Council tabs Dispatch columnist, successful council candidate’s
campaign manager
GILROY

A sales-savvy newspaper man and a developer with a knack for history beat out seven other applicants Monday night to be the city’s newest Planning Commissioners.

Benjamin Anderson, a weekly columnist for The Dispatch who prides himself on his outsider status – bereft of connections to developers – has called for less retail, more industrial and slower residential growth, according to his application.

Jim Gailey was the other victor. He served as Councilman Perry Woodward’s campaign advisor during the election and has made a name for himself as a developer with a penchant for historical architecture. This is one of the reasons Councilman Dion Bracco said he voted for Gailey.

“Gailey pushes to keep things authentic and has built homes while trying to make them look authentic,” Bracco said Tuesday of the man he has known for a long time. “We need that mindset downtown, and we needed to make some changes at the planning commission level and not just run (projects) through.”

Councilman Perry Woodward agreed to a certain extent when he said the planning commission should question staff’s recommendations more. That is why, he said, he did not vote for former planning commission chairman Tim Day, who also lost his bid to sit on the city council in November.

“Tim (Day) was of the go-along-to-get-along mold, and voters rejected that,” Woodward said. On the other hand, “(Anderson and Gailey) will analyze critically what comes from staff. They’re not of the mold where they just go along with staff’s recommendations.”

Bracco said somewhat jokingly that part of the reason he voted for him was to show the occasionally vitriolic columnist what the other side of the fence is like – that is, the city’s side.

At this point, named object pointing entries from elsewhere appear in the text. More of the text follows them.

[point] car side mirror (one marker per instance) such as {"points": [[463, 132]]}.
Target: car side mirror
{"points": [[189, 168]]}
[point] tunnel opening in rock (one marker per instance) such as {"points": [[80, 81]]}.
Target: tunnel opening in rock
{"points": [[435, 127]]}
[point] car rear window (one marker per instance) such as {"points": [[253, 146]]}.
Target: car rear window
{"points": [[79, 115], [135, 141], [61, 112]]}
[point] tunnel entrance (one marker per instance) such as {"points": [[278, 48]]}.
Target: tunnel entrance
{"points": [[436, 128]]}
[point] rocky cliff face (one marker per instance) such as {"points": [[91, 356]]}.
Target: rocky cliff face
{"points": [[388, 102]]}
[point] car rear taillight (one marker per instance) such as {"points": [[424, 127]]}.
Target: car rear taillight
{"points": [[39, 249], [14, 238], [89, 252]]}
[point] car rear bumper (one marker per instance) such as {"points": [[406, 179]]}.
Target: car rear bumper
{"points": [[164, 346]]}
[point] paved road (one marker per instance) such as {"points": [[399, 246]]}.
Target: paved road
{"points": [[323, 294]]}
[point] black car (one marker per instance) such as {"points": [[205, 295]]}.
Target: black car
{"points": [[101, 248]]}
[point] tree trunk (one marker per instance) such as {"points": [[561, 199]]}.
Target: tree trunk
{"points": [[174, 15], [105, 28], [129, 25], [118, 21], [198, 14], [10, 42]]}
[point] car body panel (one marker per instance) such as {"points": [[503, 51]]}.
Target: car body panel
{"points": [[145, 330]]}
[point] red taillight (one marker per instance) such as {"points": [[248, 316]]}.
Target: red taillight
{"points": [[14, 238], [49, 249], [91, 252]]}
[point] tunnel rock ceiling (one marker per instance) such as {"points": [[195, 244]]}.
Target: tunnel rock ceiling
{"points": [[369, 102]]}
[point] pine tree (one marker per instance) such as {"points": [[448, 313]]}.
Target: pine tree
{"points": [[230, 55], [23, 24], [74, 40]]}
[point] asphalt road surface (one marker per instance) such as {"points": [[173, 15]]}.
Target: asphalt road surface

“Sometimes when you’re throwing rocks all the time and you get on other side of fence, you feel what those rocks feel like when they hit you,” Bracco said while chuckling.

Anderson said Tuesday that he does not plan on knocking any doors down when he shows up for the first planning commission meeting Jan. 3 because he will have to learn the ropes. But he certainly plans on holding his own, he added.

“I’m not going to knock down any doors, but I’m certainly going to hold to the things I brought forward in my application.”

Jim Gailey did not return messages seeking comment as of press time Tuesday.

Councilman Peter Arellano had to recuse himself from the planning commission vote because his daughter, Belen Arellano, applied.

Councilwoman Cat Tucker was the only councilmember to vote for the 26-year-old woman who holds a bachelor’s degree in computer science from Princeton University. Some councilmembers said before the vote that she symbolized the highly educated and competitive applicant pool.

Aside from Bracco, Councilmembers Craig Gartman and Tucker are both former planning commissioners. Councilman Bob Dillon was a library commissioner.

Councilmembers need the various boards, committees and commissions to provide them with recommendations before they vote on an issue or project. When a development project comes before the council, for example, the body reviews recommendations from the planning and engineering departments along with any up or down votes from the seven-member planning commission itself.